The Historic Preservation Commission nominated the cemetery because it meets the city’s historic landmark designation requirements; it is older than 50 years, it reflects the city’s cultural, social, political and economic past and it is an established visual feature within the city.
This designation meets many of city’s historic preservation goals listed in the Las Vegas 2020 Master Plan and its Historic Properties Preservation Element including the preservation, maintenance and protection of districts of historic interest and to promote and encourage the stability of designated landmarks by preserving their historical and architectural integrity.

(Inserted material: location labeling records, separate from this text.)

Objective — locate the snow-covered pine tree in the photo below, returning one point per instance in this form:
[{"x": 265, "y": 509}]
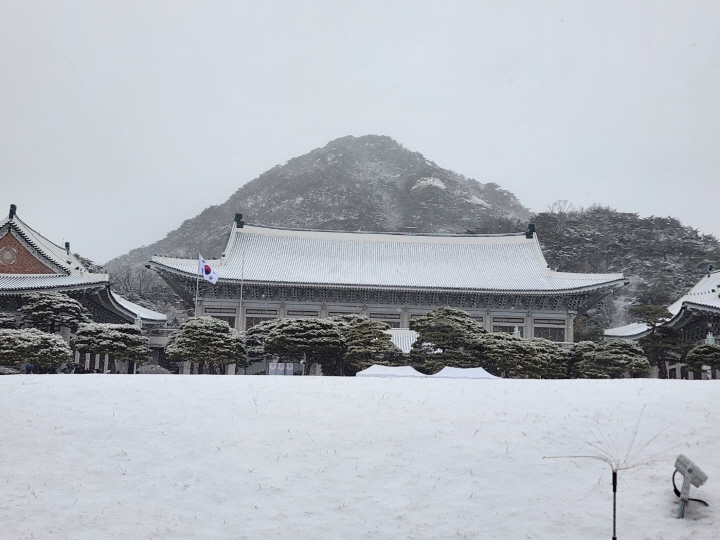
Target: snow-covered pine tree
[
  {"x": 314, "y": 340},
  {"x": 123, "y": 342},
  {"x": 554, "y": 359},
  {"x": 366, "y": 344},
  {"x": 510, "y": 356},
  {"x": 255, "y": 340},
  {"x": 32, "y": 346},
  {"x": 205, "y": 340},
  {"x": 611, "y": 359},
  {"x": 446, "y": 337},
  {"x": 48, "y": 311},
  {"x": 576, "y": 355},
  {"x": 703, "y": 355},
  {"x": 8, "y": 321}
]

The cemetery continues to operate today more than 90 years since it opened in 1915. Woodlawn Cemetery is basically 40 acres created from three phases of development. This first section is extremely important in design and content as those who are buried in this section are a finite number of original pioneers that were responsible for the creation and survival of the community. According to the nomination report for the National Register of Historic Places, the cemetery includes “…members of nearly every pioneer family that lived in the Las Vegas Valley during the formative years.” The former sexton's or caretaker’s residence and one of Las Vegas' first well sites remain in this first section.
The first section, which borders Las Vegas Boulevard on the western edge, was designed and dated July 22, 1914, by surveyor J.T. McWilliams. McWilliams was a master of his trade and was responsible for nearly every major civic civil engineering project in the early historic period of the formation of the community of Las Vegas. He surveyed all of the original land purchases for the San Pedro Los Angeles & Salt Lake Railroad and designed the first official townsite in Las Vegas. City records from 1914 -1916 confirm the cemetery’s function as the community’s cemetery with an appointed Board of Trustees, the hiring of the sexton, and the construction of a tool house (later the sexton’s residence) and the well.
The second 10-acre section which borders the first to the east was designed and dated by Las Vegas City Engineer George Rittenhouse Sept. 20, 1944. Its burials date to the mid-forties, during a period of extreme growth in Las Vegas’ history due to war-time economics when the population grew from approximately 8,000 to 40,000.
The third and last 20-acre section borders the second to the east and hosts burials dating to the early sixties. It is relatively new and is not as historically significant as the first and second sections except that this is where the cemeteries that predate Woodlawn Cemetery intersect with it thus confirming it as the community’s preferred site for its burials.
There isn’t any other existing example of a Las Vegas location where all members of the pioneering community gathered. The early pioneers interred at Woodlawn represent the general demographic of early Las Vegas and the broad spectrum of groups that built the city. The cemetery broke the barriers of inclusion such as class, race and gender in death that existed in life. Woodlawn Cemetery became the indicator of a cohesive society that made a long-term commitment to the future of Las Vegas.